A LOT OF WOMEN I know--otherwise intelligent, skeptical, feet-on-the-ground people who would not be easy marks for, say, an aluminum-siding scam--have this semi-secret habit. Just for, you know, fun, they slip off every once in a while to see a psychic.
When questioned about the wisdom of consulting someone whose credentials consist of picking up vibes and keeping up the rent payments on a small room, these women smile and utter something about psychics being cheaper than shrinks and often just as insightful.
Men, on the other hand, are rational, logical creatures. Men, who wouldn't dream of crossing Madame Rosa's bead-shadowed palm with 25 bucks, will fork over funds in the low double thousands for the privilege of sitting in a hotel ballroom to get the scoop from a "futurist." Throughout the '70s and '80s, but especially as the decades turned, we've been bombarded with the speculations of John ("Megatrends") Naisbitt and a woman named Faith Popcorn, foreseeing trends such as "nesting" and "cocooning." For all I know, their latest reports predict the onset of "pupating."
Maybe I'm wrong. Maybe you do need to be a genius to know that, at a certain age, most members of any human generation will begin to reproduce. Oh, sure, it seems obvious now, but who knew that two-job couples would want more take-home food? And maybe Faith Popcorn wasn't born Faith Plotkin.

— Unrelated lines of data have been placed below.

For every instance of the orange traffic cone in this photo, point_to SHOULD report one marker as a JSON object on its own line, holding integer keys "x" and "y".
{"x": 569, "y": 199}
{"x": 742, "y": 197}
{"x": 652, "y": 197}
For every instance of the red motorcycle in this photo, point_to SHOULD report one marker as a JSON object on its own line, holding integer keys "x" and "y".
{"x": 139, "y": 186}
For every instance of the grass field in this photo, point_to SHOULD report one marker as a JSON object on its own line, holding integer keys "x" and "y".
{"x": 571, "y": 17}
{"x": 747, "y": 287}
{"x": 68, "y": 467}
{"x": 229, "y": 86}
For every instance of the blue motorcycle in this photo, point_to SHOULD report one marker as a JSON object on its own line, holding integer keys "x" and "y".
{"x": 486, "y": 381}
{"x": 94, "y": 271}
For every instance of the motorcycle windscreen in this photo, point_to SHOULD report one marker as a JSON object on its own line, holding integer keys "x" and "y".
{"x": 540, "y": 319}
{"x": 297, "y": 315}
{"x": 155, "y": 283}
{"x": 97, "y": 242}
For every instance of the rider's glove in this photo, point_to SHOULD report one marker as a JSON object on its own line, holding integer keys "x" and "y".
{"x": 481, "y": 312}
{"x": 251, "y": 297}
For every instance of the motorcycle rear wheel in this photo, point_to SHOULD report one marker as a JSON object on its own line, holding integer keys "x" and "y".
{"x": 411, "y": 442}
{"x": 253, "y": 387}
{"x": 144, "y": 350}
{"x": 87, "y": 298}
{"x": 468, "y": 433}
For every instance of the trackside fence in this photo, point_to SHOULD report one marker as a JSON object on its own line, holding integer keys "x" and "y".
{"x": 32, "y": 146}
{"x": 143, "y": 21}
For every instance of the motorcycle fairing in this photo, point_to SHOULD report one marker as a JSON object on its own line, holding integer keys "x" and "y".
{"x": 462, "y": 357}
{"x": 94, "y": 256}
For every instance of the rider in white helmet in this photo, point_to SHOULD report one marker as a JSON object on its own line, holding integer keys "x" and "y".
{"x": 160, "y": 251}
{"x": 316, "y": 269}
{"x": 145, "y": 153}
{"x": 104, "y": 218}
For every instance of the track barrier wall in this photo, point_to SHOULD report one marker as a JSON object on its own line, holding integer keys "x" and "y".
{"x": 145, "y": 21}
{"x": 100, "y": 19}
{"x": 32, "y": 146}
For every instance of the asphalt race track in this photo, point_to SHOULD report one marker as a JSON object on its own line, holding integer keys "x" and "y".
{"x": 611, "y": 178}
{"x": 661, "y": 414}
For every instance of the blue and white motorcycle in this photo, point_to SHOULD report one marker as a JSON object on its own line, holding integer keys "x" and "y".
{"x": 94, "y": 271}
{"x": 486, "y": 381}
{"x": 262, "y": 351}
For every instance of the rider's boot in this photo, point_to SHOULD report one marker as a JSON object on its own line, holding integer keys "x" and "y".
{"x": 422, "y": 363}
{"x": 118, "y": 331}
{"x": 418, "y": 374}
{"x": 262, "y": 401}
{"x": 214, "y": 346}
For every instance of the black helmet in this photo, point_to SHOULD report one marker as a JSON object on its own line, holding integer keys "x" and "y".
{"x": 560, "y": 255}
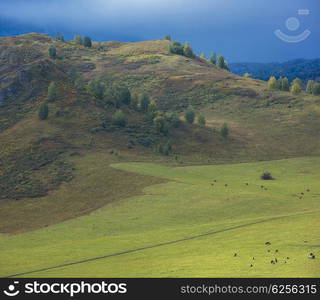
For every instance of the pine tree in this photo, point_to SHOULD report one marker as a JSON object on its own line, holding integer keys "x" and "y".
{"x": 43, "y": 111}
{"x": 52, "y": 52}
{"x": 78, "y": 39}
{"x": 272, "y": 83}
{"x": 87, "y": 42}
{"x": 213, "y": 58}
{"x": 190, "y": 115}
{"x": 310, "y": 85}
{"x": 52, "y": 92}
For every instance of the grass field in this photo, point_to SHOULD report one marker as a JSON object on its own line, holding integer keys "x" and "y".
{"x": 192, "y": 228}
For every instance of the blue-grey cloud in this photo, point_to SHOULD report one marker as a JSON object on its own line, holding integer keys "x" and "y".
{"x": 240, "y": 29}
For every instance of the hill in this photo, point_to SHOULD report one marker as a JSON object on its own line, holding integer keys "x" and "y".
{"x": 305, "y": 69}
{"x": 79, "y": 160}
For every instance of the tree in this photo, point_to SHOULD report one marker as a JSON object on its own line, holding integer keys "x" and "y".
{"x": 96, "y": 89}
{"x": 78, "y": 39}
{"x": 78, "y": 83}
{"x": 203, "y": 56}
{"x": 60, "y": 36}
{"x": 295, "y": 88}
{"x": 190, "y": 115}
{"x": 224, "y": 131}
{"x": 52, "y": 52}
{"x": 201, "y": 121}
{"x": 43, "y": 111}
{"x": 52, "y": 92}
{"x": 119, "y": 119}
{"x": 284, "y": 84}
{"x": 316, "y": 89}
{"x": 272, "y": 83}
{"x": 144, "y": 102}
{"x": 213, "y": 58}
{"x": 176, "y": 48}
{"x": 87, "y": 42}
{"x": 187, "y": 51}
{"x": 220, "y": 62}
{"x": 310, "y": 86}
{"x": 298, "y": 81}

Futurism and megatrendism are only the most pretentious versions of the pseudo-scientific hand-holding to which this country's decision makers are addicted, as if crackpots are more habit-forming than crack. For short-range decisions, such as what TV shows to crank out or how tasteless a beer to brew, executives turn to the variety of psychics who peer into focus groups rather than crystal balls; we call them market researchers. Just on sheer percentage of accurate predictions, Madame Rosa can give these guys a good run for our money.
For the long-range stuff, like whether to move all manufacturing facilities out of this country, the decision makers call a Faith Popcorn. The '90s will be a time of (choose one): neo-rebellion, retro-cuisine or a boom in home billiard tables. Better move the factories offshore.
Because we all seem to share this deeply felt need to consult some incredibly unqualified oracle, and because new decades don't begin every year or two, I'm offering my reading of the next--oh, what's bigger than mega?-- giga -trend: The human race will painstakingly reconstruct the limits we've spent the last couple of centuries systematically destroying.
Samuel Gompers, a labor leader at the dawn of the AF of L, was once asked what his movement wanted. He spoke for all mankind when he described his goal in one word: more . From the 3-year-old who overdoses on ice cream to the developer who thinks a certain stretch of Wilshire in Westwood cries out for one more pied-a-terre for nervous rich foreigners, we have pushed against the limits. And as long as there were limits, it was a noble struggle.
But since we've removed all natural restraints against the human urges to eat, build, consume and burn, it's been about as noble a struggle as a 15-rounder between Mike Tyson and Spud Webb. Once mountains enclosed us in cohesive little groupings: We tunneled through them or ground them down to kibble. Once ferocious beasts competed with us for food and land: A little gunpowder did the trick. Once nighttime held us fast in our shelters: Now electrons do our bidding, and all that keeps us home is bad movies and lack of a sitter.
Nature, having run out of limits for us to grapple with, now brandishes the big guns: the various possibilities of extinction that brighten the front pages between scandals. So we've been seeing feeble attempts to reconstruct the intricate web of restrictions that we've torn apart: No longer limited by the difficulty of obtaining food, we don Lycra garments and cavort to 120 beats per minute to avoid becoming walking zeppelins. No longer threatened by a serious rival for any environmental niche we covet, we pass laws suggesting that maybe we shouldn't carve up, fill up or blow up every inch of our planet.
When first broached by the oddly hedonistic ascetics around Jerry Brown in the '70s, the idea of limits was something grim, parched, somehow a punishment for our success as a species: We won the game, and we get "small is beautiful"? It was a vision only an ex-monk could love. This time around, though, reinstalling the fences around human yearning will be packaged as an exciting challenge. It'll be hip. It'll be fun. It'll be profitable.
I have no idea what form this trend will assume--hey, I'm only blue-skying here. But the discovery that societal muscles, like physical muscles, need an opposing force to struggle against will be powerful stuff. If I were running a seminar in a hotel ballroom, I'd call it something like "Social Isometrics."
One other thing I should tell you: You'll take a long journey during the '90s, and you'll meet an attractive stranger.